Thanks for your help in advance. I am trying to read a JSON file into a pandas DataFrane and getting a cornucopia of unicode/ascii errors. Edit: The error appears to lie in the fact that the JSON file is multi line with each line its own JSON object.
With a data file that looks like:
"data.json" = {"_i":{"$o":"5b"},"c_id":"10","p_id":"10","c_c":2,"l_c":59,"u":{"n":"J","id":"1"},"c_t":"2010","m":"Hopefully \n\nEDIT: Actually."} {"_i":{"$o":"5b"},"p_id":"10","c_id":"10","p_id":"10","c_c":0,"l_c":8,"u":{"n":"S","id":"1"},"c_t":"2010","m":"in-laws?"} Edit: In response to a comment, the above is not code to be run, it is included as a sample of my datafile, that is saved as a json file.
As this is a multiple line file, per this link Loading a file with more than one line of JSON into Python's Pandas I tried to use
import pandas df = pandas.read_json('data.json', lines = True) Gives the error:
json = u'[' + u','.join(lines) + u']' UnicodeDecodeError: 'ascii' codec can't decode byte 0xf0 in position 436: ordinal not in range(128) According to this issue highlighted on GitHub https://github.com/pandas-dev/pandas/issues/15132, this is because:
This can happen in Python 2.7 if the default encoding is set to ascii (check sys.getdefaultencoding()).
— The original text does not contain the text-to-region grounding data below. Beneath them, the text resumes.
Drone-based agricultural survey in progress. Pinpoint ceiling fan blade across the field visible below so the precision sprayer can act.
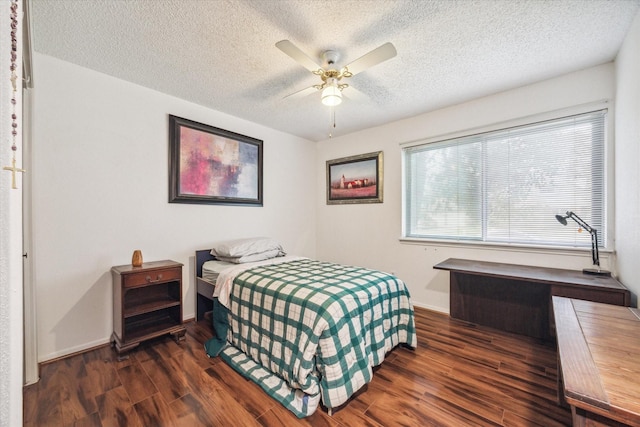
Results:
[276,40,321,71]
[344,42,398,75]
[282,86,318,99]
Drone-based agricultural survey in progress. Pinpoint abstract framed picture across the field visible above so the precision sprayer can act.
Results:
[327,151,383,205]
[169,115,262,206]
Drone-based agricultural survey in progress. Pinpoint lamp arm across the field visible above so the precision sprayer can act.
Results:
[567,211,600,267]
[567,211,595,234]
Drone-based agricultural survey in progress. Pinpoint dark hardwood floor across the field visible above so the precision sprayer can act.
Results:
[24,308,571,427]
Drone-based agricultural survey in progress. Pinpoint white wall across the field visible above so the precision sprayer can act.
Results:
[316,63,615,312]
[615,13,640,304]
[33,54,316,361]
[0,1,23,427]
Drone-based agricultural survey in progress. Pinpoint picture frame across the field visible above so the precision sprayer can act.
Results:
[169,115,263,206]
[327,151,384,205]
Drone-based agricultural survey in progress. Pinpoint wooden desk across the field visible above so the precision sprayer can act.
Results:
[433,258,631,340]
[553,297,640,426]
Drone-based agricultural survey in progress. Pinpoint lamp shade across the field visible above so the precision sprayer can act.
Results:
[322,85,342,107]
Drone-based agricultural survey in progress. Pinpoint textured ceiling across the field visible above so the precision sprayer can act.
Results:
[31,0,640,141]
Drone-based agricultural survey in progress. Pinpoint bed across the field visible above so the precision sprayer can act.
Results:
[195,241,417,417]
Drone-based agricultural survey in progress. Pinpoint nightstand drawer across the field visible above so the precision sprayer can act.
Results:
[124,267,182,288]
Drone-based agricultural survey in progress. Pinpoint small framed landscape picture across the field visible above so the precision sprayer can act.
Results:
[327,151,383,205]
[169,115,262,206]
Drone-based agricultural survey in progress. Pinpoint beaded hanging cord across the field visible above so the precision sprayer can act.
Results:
[2,0,26,190]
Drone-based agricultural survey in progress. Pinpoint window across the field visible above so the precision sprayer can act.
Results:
[403,110,606,247]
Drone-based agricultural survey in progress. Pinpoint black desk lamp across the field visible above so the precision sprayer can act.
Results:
[556,211,611,276]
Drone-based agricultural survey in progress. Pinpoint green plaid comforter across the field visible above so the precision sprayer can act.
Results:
[223,259,417,416]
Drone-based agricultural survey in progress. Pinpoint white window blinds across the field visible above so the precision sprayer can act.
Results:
[403,110,606,247]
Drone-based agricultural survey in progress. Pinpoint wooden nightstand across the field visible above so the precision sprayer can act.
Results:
[111,261,186,354]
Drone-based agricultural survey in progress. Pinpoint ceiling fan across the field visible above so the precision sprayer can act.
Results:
[276,40,397,106]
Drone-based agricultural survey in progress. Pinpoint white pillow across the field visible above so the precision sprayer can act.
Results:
[216,249,286,264]
[211,237,284,259]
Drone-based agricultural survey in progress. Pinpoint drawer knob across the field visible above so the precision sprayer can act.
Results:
[146,274,162,283]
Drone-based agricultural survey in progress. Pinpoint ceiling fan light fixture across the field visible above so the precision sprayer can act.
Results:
[322,85,342,107]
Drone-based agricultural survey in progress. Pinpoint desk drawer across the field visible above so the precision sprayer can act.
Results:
[123,267,182,288]
[551,285,629,306]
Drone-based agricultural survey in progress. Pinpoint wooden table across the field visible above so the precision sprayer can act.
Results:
[433,258,631,341]
[553,297,640,426]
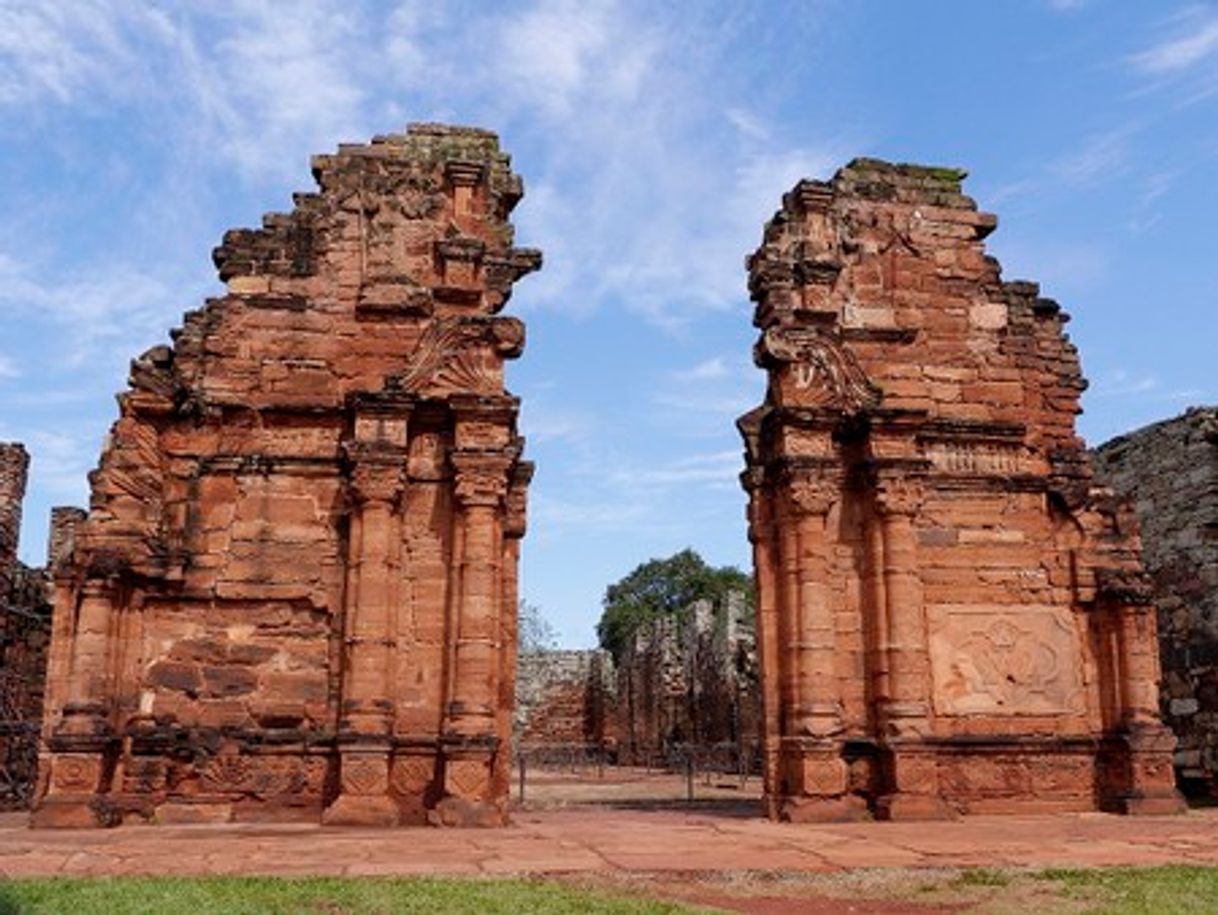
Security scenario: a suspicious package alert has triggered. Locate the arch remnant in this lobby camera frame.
[33,124,541,826]
[739,160,1180,820]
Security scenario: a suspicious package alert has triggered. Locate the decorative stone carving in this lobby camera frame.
[876,476,926,515]
[737,160,1179,820]
[401,316,525,395]
[786,476,842,515]
[756,327,882,414]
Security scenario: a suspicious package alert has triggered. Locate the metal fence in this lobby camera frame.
[513,743,761,803]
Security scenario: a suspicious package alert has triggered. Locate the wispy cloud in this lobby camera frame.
[1049,127,1134,188]
[1128,7,1218,76]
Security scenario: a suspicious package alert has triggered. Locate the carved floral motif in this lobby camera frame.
[400,317,525,396]
[758,327,881,413]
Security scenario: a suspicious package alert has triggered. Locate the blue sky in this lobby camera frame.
[0,0,1218,645]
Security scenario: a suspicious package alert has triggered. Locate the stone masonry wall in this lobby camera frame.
[515,649,615,748]
[0,443,51,809]
[0,442,29,603]
[616,592,760,765]
[739,160,1181,820]
[33,124,541,826]
[1093,407,1218,797]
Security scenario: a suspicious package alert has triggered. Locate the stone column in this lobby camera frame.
[1114,602,1186,814]
[780,474,866,821]
[741,469,782,819]
[435,451,512,825]
[30,587,122,828]
[323,448,403,826]
[787,478,842,737]
[876,470,952,820]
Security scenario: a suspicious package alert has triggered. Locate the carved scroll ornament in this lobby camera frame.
[758,328,881,414]
[400,317,525,395]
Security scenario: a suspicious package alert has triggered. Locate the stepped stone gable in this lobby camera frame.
[739,160,1180,820]
[33,125,541,826]
[1094,407,1218,797]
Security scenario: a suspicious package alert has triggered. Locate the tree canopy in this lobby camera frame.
[597,548,753,658]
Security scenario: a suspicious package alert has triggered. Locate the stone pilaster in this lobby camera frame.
[741,468,782,819]
[1110,603,1186,814]
[432,451,513,825]
[780,472,866,821]
[324,441,406,826]
[876,472,954,820]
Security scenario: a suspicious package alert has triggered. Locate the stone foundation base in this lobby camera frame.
[778,794,871,822]
[322,794,398,827]
[29,797,123,830]
[428,797,508,827]
[876,793,960,822]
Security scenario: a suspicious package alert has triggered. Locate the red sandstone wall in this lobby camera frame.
[35,125,540,825]
[741,160,1178,818]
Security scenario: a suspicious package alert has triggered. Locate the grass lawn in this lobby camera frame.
[0,877,698,915]
[0,866,1218,915]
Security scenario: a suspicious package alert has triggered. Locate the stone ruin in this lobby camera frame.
[1094,407,1218,798]
[33,125,541,826]
[0,442,84,810]
[21,125,1200,826]
[615,591,760,765]
[515,648,616,759]
[739,160,1180,820]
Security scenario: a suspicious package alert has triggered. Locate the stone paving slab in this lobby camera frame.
[0,808,1218,877]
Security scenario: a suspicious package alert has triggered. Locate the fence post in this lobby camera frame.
[685,749,693,804]
[516,749,525,804]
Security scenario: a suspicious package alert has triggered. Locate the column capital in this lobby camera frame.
[876,473,926,517]
[350,463,402,504]
[784,474,842,515]
[452,451,512,508]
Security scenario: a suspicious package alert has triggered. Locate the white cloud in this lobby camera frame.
[672,356,730,383]
[1049,127,1133,188]
[1129,10,1218,76]
[0,251,185,368]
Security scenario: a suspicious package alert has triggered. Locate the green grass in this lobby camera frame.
[0,877,698,915]
[1034,865,1218,915]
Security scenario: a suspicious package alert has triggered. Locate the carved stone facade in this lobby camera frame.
[33,125,541,826]
[739,160,1180,820]
[1094,407,1218,798]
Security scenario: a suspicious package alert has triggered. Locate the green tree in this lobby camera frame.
[516,598,558,654]
[597,548,753,659]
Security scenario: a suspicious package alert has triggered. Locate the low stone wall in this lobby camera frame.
[1094,407,1218,797]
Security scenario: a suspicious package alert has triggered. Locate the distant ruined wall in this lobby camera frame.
[515,649,615,748]
[0,442,29,603]
[0,443,51,810]
[616,592,760,765]
[1094,407,1218,797]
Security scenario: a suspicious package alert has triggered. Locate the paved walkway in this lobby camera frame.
[0,808,1218,877]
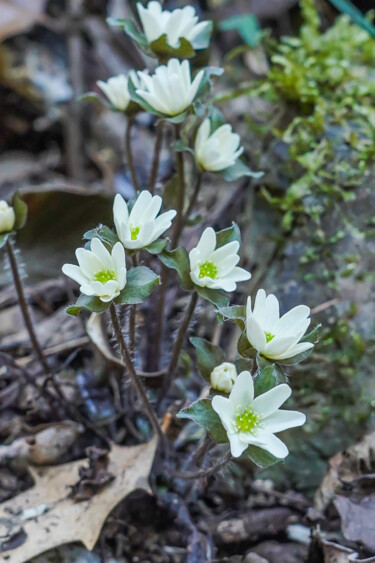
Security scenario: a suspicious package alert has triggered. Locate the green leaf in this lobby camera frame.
[12,192,27,230]
[216,221,241,248]
[115,266,160,305]
[194,285,229,309]
[144,238,169,254]
[83,225,119,247]
[177,399,228,444]
[0,233,9,248]
[159,246,194,290]
[190,336,225,381]
[237,332,257,358]
[329,0,375,37]
[244,446,283,469]
[219,14,262,47]
[223,158,264,182]
[254,355,287,396]
[216,305,246,330]
[150,33,195,62]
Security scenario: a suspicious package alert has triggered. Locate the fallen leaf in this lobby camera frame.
[0,438,157,563]
[0,0,46,41]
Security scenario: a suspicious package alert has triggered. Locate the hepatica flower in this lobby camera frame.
[189,227,251,291]
[0,200,16,234]
[195,118,243,172]
[136,59,204,117]
[246,289,314,360]
[212,371,306,459]
[137,2,211,49]
[113,190,176,250]
[62,238,126,303]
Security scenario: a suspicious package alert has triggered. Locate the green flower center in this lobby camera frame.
[130,225,141,240]
[236,407,261,432]
[199,262,218,280]
[94,270,116,283]
[264,331,275,342]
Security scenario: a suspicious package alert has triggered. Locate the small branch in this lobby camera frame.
[109,303,164,442]
[184,172,203,225]
[172,451,232,480]
[125,117,139,191]
[172,125,185,248]
[148,121,163,194]
[6,239,51,377]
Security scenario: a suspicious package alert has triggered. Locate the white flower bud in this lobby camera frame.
[210,362,237,393]
[0,200,16,234]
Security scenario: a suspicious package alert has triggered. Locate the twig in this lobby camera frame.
[125,116,139,191]
[172,451,232,479]
[109,303,164,441]
[148,121,163,194]
[6,239,51,377]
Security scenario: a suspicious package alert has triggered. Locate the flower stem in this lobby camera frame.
[109,303,164,441]
[172,125,185,248]
[173,451,232,479]
[125,117,139,191]
[168,291,198,388]
[6,239,51,377]
[148,121,163,195]
[184,172,203,224]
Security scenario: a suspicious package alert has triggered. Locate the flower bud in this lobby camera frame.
[210,362,237,393]
[0,200,16,234]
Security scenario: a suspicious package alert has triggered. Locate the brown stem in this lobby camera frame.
[109,303,164,441]
[173,451,232,479]
[6,239,51,377]
[184,172,203,225]
[168,291,198,385]
[172,125,185,248]
[125,117,139,191]
[148,121,163,194]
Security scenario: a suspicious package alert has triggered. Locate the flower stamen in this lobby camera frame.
[199,262,218,280]
[94,270,116,283]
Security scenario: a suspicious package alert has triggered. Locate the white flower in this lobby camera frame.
[212,371,306,458]
[194,118,243,172]
[62,238,126,303]
[97,74,130,111]
[189,227,251,291]
[0,200,16,234]
[246,289,314,360]
[136,59,204,116]
[210,362,237,393]
[137,2,211,49]
[113,190,176,250]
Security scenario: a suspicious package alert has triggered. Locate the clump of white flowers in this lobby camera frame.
[136,59,204,117]
[189,227,251,291]
[113,190,176,250]
[137,1,211,48]
[62,238,126,303]
[194,118,243,172]
[210,362,237,393]
[212,371,306,459]
[0,200,16,234]
[246,289,314,360]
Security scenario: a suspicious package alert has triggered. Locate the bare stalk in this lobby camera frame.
[6,239,51,377]
[109,303,164,442]
[125,116,139,191]
[148,121,163,194]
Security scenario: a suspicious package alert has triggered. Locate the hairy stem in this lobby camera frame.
[6,239,51,377]
[148,121,163,194]
[172,125,186,248]
[125,117,139,191]
[173,451,232,479]
[184,172,203,224]
[109,303,164,441]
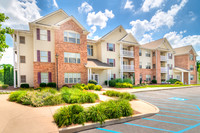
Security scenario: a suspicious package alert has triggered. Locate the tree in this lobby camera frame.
[0,13,14,58]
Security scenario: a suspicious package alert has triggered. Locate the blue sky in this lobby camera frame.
[0,0,200,63]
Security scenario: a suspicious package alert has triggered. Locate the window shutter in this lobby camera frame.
[47,30,51,41]
[48,72,52,83]
[37,28,40,40]
[48,51,51,62]
[38,72,41,84]
[37,50,40,62]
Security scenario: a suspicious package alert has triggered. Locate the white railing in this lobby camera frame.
[160,55,167,61]
[161,67,167,73]
[120,50,134,57]
[123,65,134,72]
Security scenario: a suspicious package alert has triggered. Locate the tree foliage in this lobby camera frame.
[0,13,14,58]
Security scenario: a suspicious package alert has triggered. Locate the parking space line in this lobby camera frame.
[156,114,200,121]
[176,123,200,133]
[142,118,191,126]
[157,106,200,113]
[160,110,200,117]
[96,128,121,133]
[124,123,176,133]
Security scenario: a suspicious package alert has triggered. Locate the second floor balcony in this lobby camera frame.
[120,50,134,58]
[122,65,135,72]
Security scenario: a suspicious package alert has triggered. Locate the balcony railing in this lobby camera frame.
[161,67,167,73]
[123,65,134,72]
[160,55,167,61]
[120,50,134,58]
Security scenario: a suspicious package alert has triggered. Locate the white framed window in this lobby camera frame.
[40,51,48,62]
[190,75,194,80]
[146,75,151,82]
[40,29,47,41]
[64,73,81,84]
[64,31,80,44]
[41,73,49,83]
[87,45,93,56]
[64,52,80,63]
[145,50,151,57]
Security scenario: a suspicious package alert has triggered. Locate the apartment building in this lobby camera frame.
[12,9,197,87]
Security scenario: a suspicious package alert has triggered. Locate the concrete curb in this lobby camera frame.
[59,100,160,133]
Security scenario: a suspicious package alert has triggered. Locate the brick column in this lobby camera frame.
[134,46,140,85]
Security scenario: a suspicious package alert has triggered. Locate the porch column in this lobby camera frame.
[181,72,184,84]
[188,72,190,85]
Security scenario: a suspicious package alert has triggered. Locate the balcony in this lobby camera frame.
[123,65,134,72]
[161,67,167,73]
[120,50,134,58]
[160,55,167,61]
StringIO will convert the input string to ascii when lines=True, resulting in a UnicodeDecodeError because of mixing utf-8 and ascii strings.
Their solution is to change the system encoding to utf-8 from ascii, however, I understand that this is inadvisable - source:Changing default encoding of Python?.
I also tried changing the encoding both to utf-8 / ascii within read_json() but to no avail.
How can I successfully read this json file into a pandas DataFrame, preserving the multi-line structure?
Many thanks!
"With a data file that looks like:"Apparently not. Clearly, one is not able to copy and past this as a Json file. It was instead provided so that, if someone wanted to test my code, they would be able to save this data and reproduce my error. Apparently I didn't make this clear enough and should have been more verbose - I have edited this information into the question. Thanks for your suggestion.